= Natella Akaba =

Abkhazian historian

Natella Nurievna Akaba (Нателла Нури-иҧҳа Акаба; Нателла Нуриевна Акаба; born 14 March 1945) is a historian, politician and civil society leader from Abkhazia.

==Early life and career in academia==
Akaba was born on 14 March 1945 in Moscow. In 1955, her family moved back to Sukhumi. In 1962, Akaba graduated from high school no. 10 (Nestor Lakoba) in Sukhumi. From 1962 to 1967, she studied ethnography at the History faculty of the Moscow State University. In the following years, she was a literary assistant at the newspaper Soviet Abkhazia.
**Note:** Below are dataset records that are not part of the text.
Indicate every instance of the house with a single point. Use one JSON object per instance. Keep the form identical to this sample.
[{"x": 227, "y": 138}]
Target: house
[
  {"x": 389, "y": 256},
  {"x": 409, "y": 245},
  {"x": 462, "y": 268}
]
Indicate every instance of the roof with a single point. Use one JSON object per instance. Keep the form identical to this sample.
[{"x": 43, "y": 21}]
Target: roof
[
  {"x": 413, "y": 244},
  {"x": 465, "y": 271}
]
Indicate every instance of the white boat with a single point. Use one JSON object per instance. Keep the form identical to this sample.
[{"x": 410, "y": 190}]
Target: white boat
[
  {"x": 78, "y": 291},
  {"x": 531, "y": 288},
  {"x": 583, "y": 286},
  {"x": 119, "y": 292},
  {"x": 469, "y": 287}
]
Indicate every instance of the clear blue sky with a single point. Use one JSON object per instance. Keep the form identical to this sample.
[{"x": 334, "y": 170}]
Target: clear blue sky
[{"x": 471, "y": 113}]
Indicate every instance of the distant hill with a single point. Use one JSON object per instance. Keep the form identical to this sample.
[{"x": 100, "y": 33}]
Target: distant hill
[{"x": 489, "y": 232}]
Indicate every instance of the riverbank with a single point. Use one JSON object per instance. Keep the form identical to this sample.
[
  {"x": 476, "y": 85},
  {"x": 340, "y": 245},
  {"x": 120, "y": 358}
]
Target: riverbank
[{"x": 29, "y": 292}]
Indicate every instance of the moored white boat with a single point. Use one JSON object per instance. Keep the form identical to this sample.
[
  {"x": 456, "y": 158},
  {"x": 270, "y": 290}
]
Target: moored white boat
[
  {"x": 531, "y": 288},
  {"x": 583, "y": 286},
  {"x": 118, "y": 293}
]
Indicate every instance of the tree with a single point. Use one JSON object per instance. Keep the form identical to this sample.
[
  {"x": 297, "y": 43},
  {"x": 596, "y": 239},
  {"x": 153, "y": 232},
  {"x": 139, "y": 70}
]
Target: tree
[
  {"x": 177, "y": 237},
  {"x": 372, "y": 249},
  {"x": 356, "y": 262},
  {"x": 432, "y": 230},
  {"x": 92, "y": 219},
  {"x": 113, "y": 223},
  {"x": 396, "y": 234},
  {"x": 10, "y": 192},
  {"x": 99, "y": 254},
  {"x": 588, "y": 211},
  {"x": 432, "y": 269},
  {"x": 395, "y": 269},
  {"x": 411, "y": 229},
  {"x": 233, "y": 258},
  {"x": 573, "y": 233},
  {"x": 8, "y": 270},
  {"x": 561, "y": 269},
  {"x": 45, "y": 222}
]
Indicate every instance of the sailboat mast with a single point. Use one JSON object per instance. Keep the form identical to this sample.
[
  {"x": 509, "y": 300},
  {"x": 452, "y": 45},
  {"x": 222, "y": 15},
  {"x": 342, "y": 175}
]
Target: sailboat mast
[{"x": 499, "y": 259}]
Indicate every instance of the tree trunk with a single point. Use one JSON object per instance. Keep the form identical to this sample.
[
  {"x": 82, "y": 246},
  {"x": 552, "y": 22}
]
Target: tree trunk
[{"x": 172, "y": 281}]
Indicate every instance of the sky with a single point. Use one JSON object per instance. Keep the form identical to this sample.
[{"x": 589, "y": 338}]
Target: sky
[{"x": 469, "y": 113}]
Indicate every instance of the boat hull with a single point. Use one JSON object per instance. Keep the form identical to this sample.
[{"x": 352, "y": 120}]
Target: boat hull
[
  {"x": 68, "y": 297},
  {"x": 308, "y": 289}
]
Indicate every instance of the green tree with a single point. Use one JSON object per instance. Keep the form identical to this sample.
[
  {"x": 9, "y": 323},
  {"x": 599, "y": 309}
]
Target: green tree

In 1976, Akaba graduated from the Institute of Oriental Studies of the USSR Academy of Sciences in Moscow. She subsequently moved to Yerevan where in 1979 she started teaching history at the Yerevan State University and the Yerevan Politechnic Institute. In 1981, Akaba defended her thesis entitled "The Colonial Policy of English Imperialism in Qatar" at the Institute of Oriental Studies.

In 1989, Akaba became associate professor and moved back to Sukhumi, to work in the department of general history at the Abkhazian State University.

==Career in politics and civil society==
In 1990, Akaba became a member of the presidium of the People's Forum Aidgylara. In January 1991, she became a founding member of the Democratic Party of Abkhazia, Abkhazia's first, but short-lived, post-Soviet political party.

In 1991, Akaba was elected to the Supreme Soviet of Abkhazia where she became Deputy Chairman of the committee for human rights and interethnic relations. From 1994 to 1995 Akaba was Minister for Information and Press. She remained a member of Parliament until the next election in 1996.

Akaba has also headed the Centre for Democracy and Human Rights and the Association of Women of Abkhazia.

In 2007, Akaba became the first Secretary of the Public Chamber of Abkhazia upon its establishment. She was re-elected to the position in 2010, on 29 October 2013 and on 2 November 2016. She stepped down in 2019.